Jeśli znasz się z danym prowadzącym nieco dłużej, wymieniliście sporo wiadomości oraz masz pewność, że ta osoba nie będzie ci miała tego za złe, można pokusić się o zmianę formuły Szanowny Panie / Szanowna Pani na Dzień dobry lub Dobry wieczór. Oczywiście w zależności od pory dnia, kiedy piszesz swój mail.

4. … lub sprawdź nazwę funkcji pełnionej przez odbiorcę

Czasem może się też zdarzyć, że będziesz pisał do pracownika naukowego jako do osoby pełniącej konkretną funkcję na uczelni, nie zaś jako do prowadzącego twoje zajęcia. Np. z podaniem o zmianę trybu studiów czy też zwolnienie z opłat.

Wówczas taki mail lepiej jest rozpocząć od funkcji, aniżeli od tytułu naukowego.

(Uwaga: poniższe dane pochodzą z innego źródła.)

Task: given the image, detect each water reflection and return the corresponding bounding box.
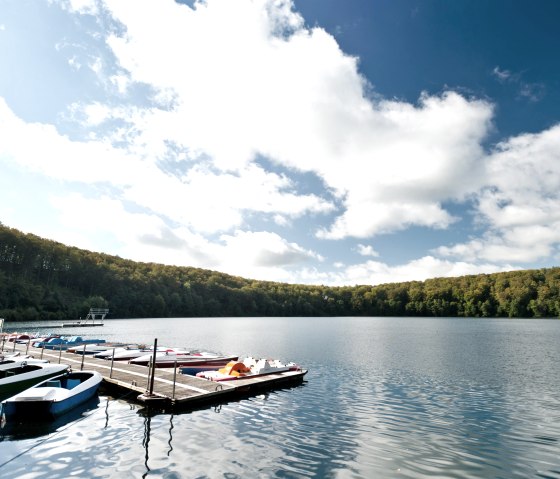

Przykładowo pan profesor Nowak nie decyduje o zmianie trybu twoich studiów z tego powodu, że jest profesorem zwyczajnym, ale dlatego, że pełni funkcję dziekana czy dyrektora danej jednostki naukowej.

Wówczas e-mail powinniśmy zacząć od zwrotów takich jak:

  • Szanowny Panie Dziekanie,
  • lub Szanowny Panie Dyrektorze,
  • czy też Szanowny Panie Kwestorze, itp.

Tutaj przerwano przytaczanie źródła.